A large part of what makes the sculpture so unique is the way it can captivate viewers from afar with its massive, crystalline structures, but also reward careful, up-close attention at the same time. 

“From a distance, I wanted this explosive form that didn’t follow the vertical or horizontal lines of the streetscape,” he said. “But once you get closer and you see how light starts to pass through the cutouts and cast shadows, it really pulls you in. You see this curious pattern wrapping the entire work, and if you can take time to find one nugget, more will start to unfold.”

While large-scale sculptures are nothing new to Columbus, Baudro says “The Makers Monument” serves as the city’s first real piece of “avant-garde” public art, an important milestone for the city. 
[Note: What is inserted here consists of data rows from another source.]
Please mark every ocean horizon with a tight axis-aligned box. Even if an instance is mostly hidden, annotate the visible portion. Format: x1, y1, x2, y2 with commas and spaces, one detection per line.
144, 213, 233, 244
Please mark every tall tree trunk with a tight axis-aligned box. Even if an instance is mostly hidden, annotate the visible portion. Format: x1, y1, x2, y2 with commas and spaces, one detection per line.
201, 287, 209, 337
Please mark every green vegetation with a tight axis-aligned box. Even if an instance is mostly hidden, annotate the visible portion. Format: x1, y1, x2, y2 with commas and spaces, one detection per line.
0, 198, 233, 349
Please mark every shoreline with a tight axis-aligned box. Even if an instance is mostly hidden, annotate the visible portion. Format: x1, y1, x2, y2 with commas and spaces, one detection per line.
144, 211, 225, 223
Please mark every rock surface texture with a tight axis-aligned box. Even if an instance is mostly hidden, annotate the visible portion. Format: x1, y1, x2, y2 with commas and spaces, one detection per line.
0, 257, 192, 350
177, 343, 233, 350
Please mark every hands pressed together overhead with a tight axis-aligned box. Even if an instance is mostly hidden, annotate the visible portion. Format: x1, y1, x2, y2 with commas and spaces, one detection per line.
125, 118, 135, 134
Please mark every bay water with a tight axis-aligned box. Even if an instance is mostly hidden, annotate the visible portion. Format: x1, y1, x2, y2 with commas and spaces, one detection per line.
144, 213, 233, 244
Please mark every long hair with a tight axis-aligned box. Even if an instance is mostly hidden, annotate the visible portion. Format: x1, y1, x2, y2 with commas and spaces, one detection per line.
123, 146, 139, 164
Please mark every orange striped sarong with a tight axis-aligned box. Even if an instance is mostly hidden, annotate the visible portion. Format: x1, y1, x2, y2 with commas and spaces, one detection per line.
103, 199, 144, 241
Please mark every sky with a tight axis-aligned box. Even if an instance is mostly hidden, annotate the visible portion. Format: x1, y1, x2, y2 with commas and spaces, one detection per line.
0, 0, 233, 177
And now more than ever, she says, it’s important for us to embrace public art.

“It helps to give individuality to areas where everyone can enjoy it,” she says. “You don’t have to go inside to enjoy them either, which is particularly important during COVID when people aren’t wanting to flock indoors. Really, it just provides a way to bring more art to more of the city, so everyone can enjoy it.” 

The public dedication is Aug. 7 from 1-1:30 p.m.